So continuing on my theme, I thought I might cover (see what I did there?) one of the issues associated with breastfeeding which actually everyone can do something about and support – doing it in public.
In the UK, a woman’s right to breastfeed in public is written into law, but the ignorance of this law and the general prudishness of the British public combined with the over-sexualisation of breasts can result in a negative reaction to actually breastfeeding in a public place. Before I became a breastfeeding mother, I am sure I raised an eyebrow at women with a breast out attempting to feed their baby – I didn’t know where to look! The truth is that now I realise that I should have stared – perhaps then I would have known what good breastfeeding looked like, have learnt from that how to latch a baby on and found the whole experience of attempting the breastfeed for the first time more like the natural act it is supposed to be, rather than an alien act that had been hidden away from me all my life.
The Equality Act 2010 has updated its provisions to make it crystal clear that sex discrimination includes discrimination against nursing mothers:
A person (A) discriminates against another (B) if, because of a protected characteristic, A treats B less favourably than A treats or would treat others.
If the protected characteristic is sex –
(a) less favourable treatment of a woman includes less favourable treatment of her because she is breast-feeding;”
The only exclusion for this clause is Work.
In general I have had no issues with breastfeeding in cafés, restaurants or pubs – no one bats an eyelid, and in an area of London where every other person has a buggy you can understand that it is not in their best interest to kick up a fuss (quite aside from it being illegal).
The times I have had more mixed reactions is when dealing with shops who I guess don’t have to deal with breastfeeding every day.
I was surprised to have quite a negative experience in Whole Foods in Kensington – a shop I was expecting to give me a group hug for breastfeeding. Bear in mind that when in a shop asking where would be a good place to breastfeed then you tend to be doing so with a screaming child (I had not actively selected Whole Foods as an ideal place to whip out my boob). I initially asked one of the cashiers and they pointed me to the function room upstairs, upon going upstairs the function room was closed so I asked the woman on the information desk there. Her response was that I could feed my daughter in the toilets. This is the worst suggestion anyone can make in response to being asked where they could breastfeed – would you ask anyone else to eat in a toilet? Then why should a few week old baby?

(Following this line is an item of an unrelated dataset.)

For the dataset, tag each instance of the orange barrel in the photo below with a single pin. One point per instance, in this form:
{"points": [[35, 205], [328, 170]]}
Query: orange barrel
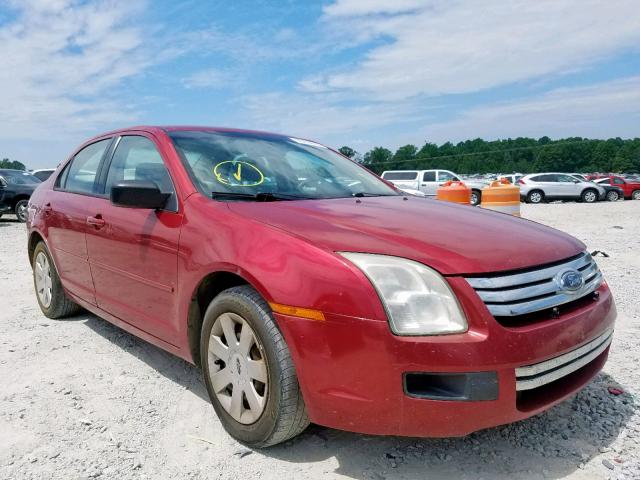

This whole debacle was made worse by the fact that when I said I would not nurse in the toilets and asked her to enquire further, there did indeed turn out to be a dedicated nursing cubicle in the basement.
As an aside: dedicated nursing cubicles are another controversial practice in the world of breastfeeding – on the one hand they are a nice, relaxing place to nurse; on the other they hide away breastfeeding from the world and hence do not support the normalisation of breastfeeding in public. The same is said of breastfeeding covers – fascinatingly the NCT doesn’t promote them because they want to change society’s view and don’t want to promote anything which makes openly breastfeeding anything less than the normal thing to do. However, they are in a bit of a quandary about it since they aware that from an individual choice point of view, in a society which does not accept openly breastfeeding as the norm, then use of a cover could make a woman more comfortable about breastfeeding and hence increase breastfeeding rates generally – so maybe they should support them!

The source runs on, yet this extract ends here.